Repeated 5-day cycles of low dose aldesleukin in amyotrophic lateral sclerosis (IMODALS): A phase 2a randomised, double-blind, placebo-controlled trial

Affiliations
Clinical Trial

Repeated 5-day cycles of low dose aldesleukin in amyotrophic lateral sclerosis (IMODALS): A phase 2a randomised, double-blind, placebo-controlled trial

William Camu et al. EBioMedicine. 2020 Sep.

Abstract

Background: Low-dose interleukin-2 (ld-IL-2) enhances regulatory T-cell (Treg) function in auto-inflammatory conditions. Neuroinflammation being a pathogenic feature of amyotrophic lateral sclerosis (ALS), we evaluated the pharmacodynamics and safety of ld-IL-2 in ALS subjects.

Methods: We performed a single centre, parallel three-arm, randomised, double-blind, placebo-controlled study. Eligibility criteria included age < 75 years, disease duration < 5 years, riluzole treatment > 3 months, and a slow vital capacity ≥ 70% of normal. Patients were randomised (1:1:1) to aldesleukin 2 MIU, 1 MIU, or placebo once daily for 5 days every 4 weeks for 3 cycles. Primary outcome was change from baseline in Treg percentage of CD4+ T cells (%Tregs) following a first cycle. Secondary laboratory outcomes included: %Treg and Treg number following repeated cycles, and plasma CCL2 and neurofilament light chain protein (NFL) concentrations as surrogate markers of efficacy. Safety outcomes included motor-function (ALSFRS-R), slow vital capacity (SVC), and adverse event reports. This trial is registered with ClinicalTrials.gov, NCT02059759.

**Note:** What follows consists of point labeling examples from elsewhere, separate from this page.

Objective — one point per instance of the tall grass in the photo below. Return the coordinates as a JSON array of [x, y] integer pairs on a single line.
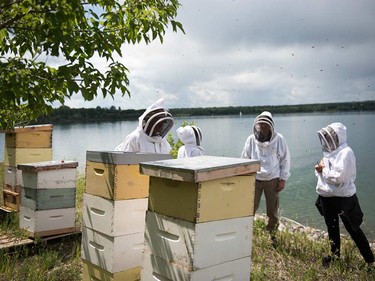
[[293, 257]]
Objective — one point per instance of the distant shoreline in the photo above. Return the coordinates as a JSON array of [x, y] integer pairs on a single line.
[[67, 115]]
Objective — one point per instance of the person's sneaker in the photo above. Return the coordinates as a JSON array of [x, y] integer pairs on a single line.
[[327, 260]]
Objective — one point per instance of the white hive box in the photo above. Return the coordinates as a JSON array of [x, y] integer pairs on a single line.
[[47, 222], [155, 268], [49, 198], [34, 136], [115, 175], [49, 174], [16, 156], [12, 177], [92, 272], [193, 246], [113, 254], [200, 169], [114, 218]]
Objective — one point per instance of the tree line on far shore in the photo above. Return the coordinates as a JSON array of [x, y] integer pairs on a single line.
[[65, 114]]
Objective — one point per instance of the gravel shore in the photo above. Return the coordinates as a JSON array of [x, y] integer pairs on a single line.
[[294, 227]]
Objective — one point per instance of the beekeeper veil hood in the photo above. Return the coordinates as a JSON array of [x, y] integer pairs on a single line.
[[332, 136], [190, 135], [263, 127], [156, 120]]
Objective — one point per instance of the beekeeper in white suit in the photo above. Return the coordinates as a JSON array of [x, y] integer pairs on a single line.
[[191, 137], [271, 149], [336, 174], [149, 136]]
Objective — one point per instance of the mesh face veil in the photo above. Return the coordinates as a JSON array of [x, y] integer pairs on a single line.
[[328, 139], [157, 122]]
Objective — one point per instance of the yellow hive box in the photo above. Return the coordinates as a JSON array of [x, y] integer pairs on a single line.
[[115, 175], [219, 199], [16, 156], [38, 136], [92, 272], [201, 189]]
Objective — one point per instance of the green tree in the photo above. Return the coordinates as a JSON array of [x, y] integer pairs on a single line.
[[46, 48]]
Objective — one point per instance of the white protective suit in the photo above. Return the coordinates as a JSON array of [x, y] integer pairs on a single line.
[[191, 137], [140, 141], [273, 155], [338, 175]]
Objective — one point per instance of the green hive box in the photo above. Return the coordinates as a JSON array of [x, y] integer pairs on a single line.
[[46, 199]]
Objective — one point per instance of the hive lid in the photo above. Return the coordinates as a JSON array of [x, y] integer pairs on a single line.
[[31, 128], [47, 165], [121, 158], [201, 168]]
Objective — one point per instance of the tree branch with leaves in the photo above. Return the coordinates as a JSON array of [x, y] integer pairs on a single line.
[[46, 49]]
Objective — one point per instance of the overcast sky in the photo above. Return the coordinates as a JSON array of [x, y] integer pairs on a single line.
[[255, 52]]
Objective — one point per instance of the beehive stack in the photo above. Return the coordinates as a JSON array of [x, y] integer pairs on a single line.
[[48, 197], [23, 145], [199, 219], [115, 203]]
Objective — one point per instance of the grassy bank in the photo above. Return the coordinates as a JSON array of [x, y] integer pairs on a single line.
[[294, 257]]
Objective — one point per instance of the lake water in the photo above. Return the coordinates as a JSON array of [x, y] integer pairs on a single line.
[[225, 136]]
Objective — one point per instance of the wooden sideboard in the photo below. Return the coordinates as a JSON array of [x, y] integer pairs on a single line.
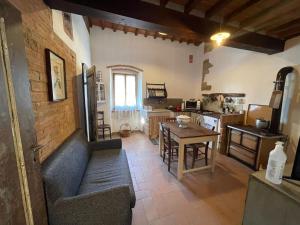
[[271, 204], [250, 145]]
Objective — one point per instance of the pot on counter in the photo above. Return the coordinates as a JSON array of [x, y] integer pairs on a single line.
[[262, 124]]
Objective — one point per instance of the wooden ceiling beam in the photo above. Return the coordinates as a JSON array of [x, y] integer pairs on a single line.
[[216, 8], [285, 26], [270, 12], [163, 3], [190, 5], [148, 16], [278, 21], [240, 10], [290, 32]]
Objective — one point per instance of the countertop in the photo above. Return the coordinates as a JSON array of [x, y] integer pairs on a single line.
[[207, 113], [289, 188], [263, 133]]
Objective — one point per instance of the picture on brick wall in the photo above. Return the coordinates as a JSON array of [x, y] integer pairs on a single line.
[[55, 67], [67, 22]]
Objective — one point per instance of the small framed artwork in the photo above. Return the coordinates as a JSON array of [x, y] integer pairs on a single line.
[[67, 22], [56, 72]]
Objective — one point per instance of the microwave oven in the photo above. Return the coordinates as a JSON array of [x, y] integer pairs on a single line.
[[192, 104]]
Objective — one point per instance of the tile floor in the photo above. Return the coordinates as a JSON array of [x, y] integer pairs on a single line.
[[199, 199]]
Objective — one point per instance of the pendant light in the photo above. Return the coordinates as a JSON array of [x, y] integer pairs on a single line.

Findings: All randomised patients (12 per group), recruited from October 2015 to December 2015, were alive at the end of follow-up and included in the intent-to-treat (ITT) analysis. No drug-related serious adverse event was observed. Non-serious adverse events occurred more frequently with the 1 and 2 MIU IL-2 doses compared to placebo, including injection site reactions and flu-like symptoms. Primary outcome analysis showed a significant increase (p < 0·0001) in %Tregs in the 2 MIU and 1 MIU arms (mean [SD]: 2 MIU: +6·2% [2·2]; 1 MIU: +3·9% [1·2]) as compared to placebo (mean [SD]: -0·49% [1·3]). Effect sizes (ES) were large in treated groups: 2 MIU ES=3·7 (IC95%: 2·3-4·9) and 1 MIU ES=3·5 (IC95%: 2·1-4·6). Secondary outcomes showed a significant increase in %Tregs following repeated cycles (p < 0·0001) as compared to placebo, and a dose-dependent decrease in plasma CCL2 (p = 0·0049). There were no significant differences amongst the three groups on plasma NFL levels.

Interpretation: Ld-IL-2 is well tolerated and immunologically effective in subjects with ALS. These results warrant further investigation into their eventual therapeutic impact on slowing ALS disease progression.

Funding: The French Health Ministry (PHRC-I-14-056), EU H2020 (grant #633413), and the Association pour la Recherche sur la SLA (ARSLA).

Keywords: Amyotrophic lateral sclerosis; Biomarkers; Low dose interleukin-2; Neuro-inflammation; Randomised clinical trial; Regulatory T cells.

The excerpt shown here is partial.